Another marvelous development is imagineurians are inviting friends to come to our gatherings, both Sunday mornings and the inward/OUTWARD Missional Cohort. They didn't really do that before - there were exceptions to that. Their willingness is a kind of "come and see" freedom beginning to settle into our hearts. When everyone wants others to experience what they've some to value, we're moving toward the heart of our Kingdom mission. By the way, I'm not saying we identify traction mostly by how many people "come to church" on Sunday. Far from it. We identify traction as imagineurians sacrificially loving and serving people in their families, neighborhoods, workplaces, schools, etc. We recognize traction when imagineurians love the least of God's people or the pariahs of American culture. We see traction by how deeply they are actually surrendering their hearts to Jesus, and offering him the best of their lives, not the leftovers. We confirm traction based on how much grace we actually accept, and how much grace we all routinely offer others.
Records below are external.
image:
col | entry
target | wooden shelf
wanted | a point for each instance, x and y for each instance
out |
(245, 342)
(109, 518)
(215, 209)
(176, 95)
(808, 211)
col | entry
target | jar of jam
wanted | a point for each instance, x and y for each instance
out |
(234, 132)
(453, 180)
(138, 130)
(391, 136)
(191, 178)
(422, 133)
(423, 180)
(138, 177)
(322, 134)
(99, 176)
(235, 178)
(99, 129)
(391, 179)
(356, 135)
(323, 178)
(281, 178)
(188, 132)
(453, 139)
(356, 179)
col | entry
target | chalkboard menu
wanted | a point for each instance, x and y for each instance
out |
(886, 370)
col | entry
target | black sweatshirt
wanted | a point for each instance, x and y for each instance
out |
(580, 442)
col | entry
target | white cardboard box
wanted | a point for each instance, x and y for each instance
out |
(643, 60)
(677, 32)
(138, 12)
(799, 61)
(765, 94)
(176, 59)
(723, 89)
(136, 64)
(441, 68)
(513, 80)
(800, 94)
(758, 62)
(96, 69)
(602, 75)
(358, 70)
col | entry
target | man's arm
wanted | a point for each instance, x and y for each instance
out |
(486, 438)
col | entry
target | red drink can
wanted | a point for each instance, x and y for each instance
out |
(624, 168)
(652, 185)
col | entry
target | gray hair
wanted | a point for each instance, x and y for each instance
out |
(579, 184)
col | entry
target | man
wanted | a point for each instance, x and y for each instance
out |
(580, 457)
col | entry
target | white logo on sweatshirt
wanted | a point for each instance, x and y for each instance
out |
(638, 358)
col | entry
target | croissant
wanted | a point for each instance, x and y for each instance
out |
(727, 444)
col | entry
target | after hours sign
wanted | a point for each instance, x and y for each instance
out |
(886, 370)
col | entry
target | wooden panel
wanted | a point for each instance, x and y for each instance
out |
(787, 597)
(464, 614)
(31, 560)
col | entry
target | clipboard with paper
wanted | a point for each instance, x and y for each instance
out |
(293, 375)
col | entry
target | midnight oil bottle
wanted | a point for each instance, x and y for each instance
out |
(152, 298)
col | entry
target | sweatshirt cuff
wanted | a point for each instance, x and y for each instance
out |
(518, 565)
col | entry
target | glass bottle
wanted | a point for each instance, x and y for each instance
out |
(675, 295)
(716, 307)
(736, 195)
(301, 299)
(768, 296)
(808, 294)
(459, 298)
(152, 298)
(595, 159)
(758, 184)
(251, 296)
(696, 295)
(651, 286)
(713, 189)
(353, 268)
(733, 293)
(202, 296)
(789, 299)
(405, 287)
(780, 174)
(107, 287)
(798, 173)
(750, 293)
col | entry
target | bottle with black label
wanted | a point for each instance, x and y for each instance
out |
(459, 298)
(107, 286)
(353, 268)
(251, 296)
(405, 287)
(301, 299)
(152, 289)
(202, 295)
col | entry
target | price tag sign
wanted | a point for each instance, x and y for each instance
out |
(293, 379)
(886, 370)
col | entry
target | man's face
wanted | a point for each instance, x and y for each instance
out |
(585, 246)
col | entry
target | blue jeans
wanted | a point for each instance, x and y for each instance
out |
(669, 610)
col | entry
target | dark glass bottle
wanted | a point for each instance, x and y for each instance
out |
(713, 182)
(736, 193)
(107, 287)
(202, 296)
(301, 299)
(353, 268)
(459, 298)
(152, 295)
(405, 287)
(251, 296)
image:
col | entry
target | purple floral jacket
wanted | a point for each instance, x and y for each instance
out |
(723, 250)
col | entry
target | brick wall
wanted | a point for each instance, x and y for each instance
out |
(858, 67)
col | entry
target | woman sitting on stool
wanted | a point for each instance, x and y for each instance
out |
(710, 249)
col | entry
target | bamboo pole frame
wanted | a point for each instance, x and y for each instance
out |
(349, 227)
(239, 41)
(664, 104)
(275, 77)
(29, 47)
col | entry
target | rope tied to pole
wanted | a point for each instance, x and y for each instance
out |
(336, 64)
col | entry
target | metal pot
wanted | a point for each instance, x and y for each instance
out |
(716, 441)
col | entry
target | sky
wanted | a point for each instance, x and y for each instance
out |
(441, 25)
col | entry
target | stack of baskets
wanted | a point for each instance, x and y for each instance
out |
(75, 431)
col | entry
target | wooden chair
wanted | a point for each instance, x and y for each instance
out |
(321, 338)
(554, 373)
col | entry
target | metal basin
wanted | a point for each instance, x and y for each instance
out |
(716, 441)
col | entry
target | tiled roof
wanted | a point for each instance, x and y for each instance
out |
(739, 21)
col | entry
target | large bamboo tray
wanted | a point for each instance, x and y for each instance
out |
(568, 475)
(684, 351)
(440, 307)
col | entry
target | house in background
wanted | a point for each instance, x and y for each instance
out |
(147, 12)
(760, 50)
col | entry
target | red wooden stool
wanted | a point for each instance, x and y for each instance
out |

I also recognize traction in the fact that many of the the homeless in town know who we are, and we remain committed to helping them find life in the Life-giving Lover of their souls. We long for the day when they will feel loved enough by us enough to join our community.

In sum, another of my hopes for this year is that this traction to which I refer will settle to a firm foothold, and then generate the sinking of a deep taproot from which we'll grow fruit full of seeds to be transplanted elsewhere.